• Why “Disaster Porn” Storm Reporting is So Tantalizing — And Destructive

    When Hurricane Irma tussled the West coast of Florida instead of decimating the state entirely, those of us following closely, but from afar, unwittingly felt…disappointed. Nowhere was that anticlimax more evident than in the overblown and ubiquitous fixture of the fall: the live television special news storm report.

    You know the sort: an anchor, pulled from behind his New York studio desk and clad in a windbreaker instead of a sport coat, emcees from a lightly-battered boardwalk in Florida or Texas while squinting against the drizzle. He repeats a series of the same obvious “updates” while looking slightly uncomfortable: “the wind is strong!” Or, delivered with a tone of bracing sobriety, “this is just the beginning of what is sure to be a long night.”

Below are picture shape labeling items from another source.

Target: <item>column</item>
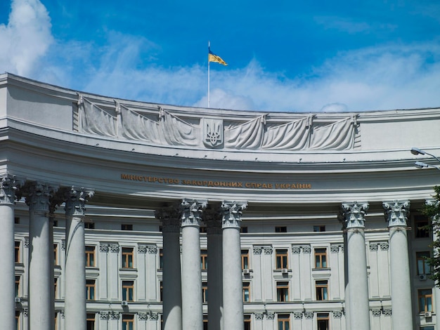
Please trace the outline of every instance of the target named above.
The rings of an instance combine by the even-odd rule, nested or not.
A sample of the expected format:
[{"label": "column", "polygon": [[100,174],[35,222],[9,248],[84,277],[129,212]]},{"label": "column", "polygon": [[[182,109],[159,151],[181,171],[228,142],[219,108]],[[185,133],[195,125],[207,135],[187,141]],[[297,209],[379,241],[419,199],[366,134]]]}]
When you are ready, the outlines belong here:
[{"label": "column", "polygon": [[246,202],[224,201],[221,206],[223,228],[224,329],[244,329],[240,227]]},{"label": "column", "polygon": [[408,238],[406,236],[408,201],[382,203],[389,230],[392,322],[394,330],[413,329],[411,286]]},{"label": "column", "polygon": [[207,210],[204,213],[208,239],[208,329],[221,330],[223,314],[223,258],[221,218],[218,212]]},{"label": "column", "polygon": [[203,329],[200,221],[206,201],[185,199],[181,204],[182,226],[182,324],[184,329]]},{"label": "column", "polygon": [[162,225],[163,329],[182,330],[179,212],[176,208],[170,206],[157,210],[155,214],[157,219],[162,220]]},{"label": "column", "polygon": [[51,245],[48,220],[49,199],[55,188],[41,183],[27,187],[29,206],[29,327],[47,330],[53,325],[53,245]]},{"label": "column", "polygon": [[0,324],[15,329],[15,279],[14,260],[14,201],[17,184],[15,178],[6,175],[0,178]]},{"label": "column", "polygon": [[365,244],[365,218],[368,203],[342,203],[342,213],[347,228],[350,326],[370,330],[367,256]]},{"label": "column", "polygon": [[93,192],[72,187],[65,192],[66,330],[86,330],[86,251],[84,217],[86,198]]}]

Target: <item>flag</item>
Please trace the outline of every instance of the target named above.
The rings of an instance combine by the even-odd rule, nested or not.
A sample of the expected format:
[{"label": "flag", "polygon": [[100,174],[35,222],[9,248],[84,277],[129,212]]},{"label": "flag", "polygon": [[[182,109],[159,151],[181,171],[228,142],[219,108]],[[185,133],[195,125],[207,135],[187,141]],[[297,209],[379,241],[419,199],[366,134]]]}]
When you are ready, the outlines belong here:
[{"label": "flag", "polygon": [[218,55],[215,55],[208,48],[208,62],[215,62],[216,63],[220,63],[224,65],[228,65],[228,64],[223,60],[223,59]]}]

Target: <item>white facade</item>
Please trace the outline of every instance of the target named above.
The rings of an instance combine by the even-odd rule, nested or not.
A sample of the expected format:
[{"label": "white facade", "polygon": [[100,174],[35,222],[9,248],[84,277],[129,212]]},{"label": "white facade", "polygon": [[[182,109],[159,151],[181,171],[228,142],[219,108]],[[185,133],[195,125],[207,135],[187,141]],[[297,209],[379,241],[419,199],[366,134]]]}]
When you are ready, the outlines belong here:
[{"label": "white facade", "polygon": [[440,109],[189,108],[5,74],[0,121],[2,324],[436,329],[419,210],[440,175],[409,150],[440,154]]}]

    Then the anchor throws to a meteorologist back in the studio making circles with both hands, who then throws back to the beleaguered anchor, who excitedly throws to a reporter in the field, who proceeds to describe what he “just saw,” but now, with the expectant camera trained on him, is mostly just waiting around, alone in the rain.

    There is a sense while watching this insipid loop that the newscasters are on tenterhooks for something to happen. And this pervasive feeling is indicative of the larger disservice that long-format, “special report” broadcasts of storms do to actual victims: they sensationalize disaster, and in doing so cause reporters and viewers alike to effectively wish for human suffering. And worse, to become let down when they cannot see it, which ultimately distracts from urgent problems and achievable solutions.

    In the midst of an hours-long special hurricane report, the desperation of the anchor, as he searches for more details to describe the wind, is palpable; the grim tone used to introduce the sight of a flooded walkway conspicuously inflated. You get the feeling that the newsroom would cry tears of relief should a leveled building or stranded grandmother be discovered. In this blatant search for something to report, the newsmen are wishing for the sort of destruction and subsequent anguish that will translate on camera.

    Of course, a lot of headline-grabbing news concerns the travails of the unfortunate and disenfranchised. But the special storm report sets up expectations of drama and stakes that the poor live team can rarely meet. As hurricanes strike land, they will almost always lose steam as their source of plentiful warm water dries up. So, as with the case of Hurricanes Irma and Maria, both record-breaking hurricanes were downgraded from fearsome Category 5’s to merely formidable 3’s and 4’s. And when hurricanes endanger lives by, say, cutting off the electricity of a nursing home that’s necessary to power breathing or dialysis machines, they trigger a slower, less visually communicable sort of threat rarely shown in the live special reports. With the anticipation of untold devastation, the repeated images chosen by storm broadcast news of flooded streets and harassed palm trees, lose their impact — especially over six hours of live broadcast.

    But the anchor’s desperation and awkwardness sucks you, the viewer, into the coverage. Absorbing the frantic energy of the broadcast, you too find yourself searching for a toppled power line or — better yet — an impaled correspondent. The news makes you an accomplice in effectively wishing ill on those citizens who find themselves in the path of a storm; it causes viewers to conflate seeing nature at its promised most ferocious with the only way destruction can be effectively communicated on screen: through human suffering, whether caused by property damage or something worse. Watching the flailing broadcast results in a vague let down when billions of dollars in structural damage to Miami doesn’t occur. The disappointment might just be a private shrug as you turn off the TV, finally deeming it a waste of time — but it’s there.

    Still you keep the broadcast on in the background while folding your laundry, or you repeatedly refresh your #HurricaneIrma Twitter feed while underground on the subway, in case a glimpse at the promised extreme weather — corollary, extreme suffering — should become visible. When the weatherman tells you this is the big one, you keep your eyes and ears open no matter how many times he comes up short. It’s this cycle of return and subsequent frustration that actually keeps you, keeps all of us, from true empathy, and the action it would take to mitigate damage in the first place.

    In searching for an image or spokesperson that can deliver on the promised apocalyptic devastation, the kind of suffering that’s less flashy or digestible — hunger, thirst, loss of power — gets downgraded. And while resolving the narrative of flooded homes with noble pledges to rebuild after every Harvey, Irma, Jose, Maria, Nate, and Ophelia, we elide the truly terrifying reality that these storms will keep happening as the coast physically moves inward thanks to global warming. We skate over the possibility that rebuilding in the now annual path of ever-larger storms is perhaps not the best way to actually help victims.

    Protracted news coverage of storms creates a hunger for voyeuristic stories of calamity. When only the most horrific destruction will satisfy, news and viewers become numb to the urgency of the problem of frequent, record-breaking storms. We lose sight of the way we must address the solutions, lest another storm actually live up to our macabre expectations. Only, by then, we may have already lost the ability to be moved by quotidian extreme suffering at all.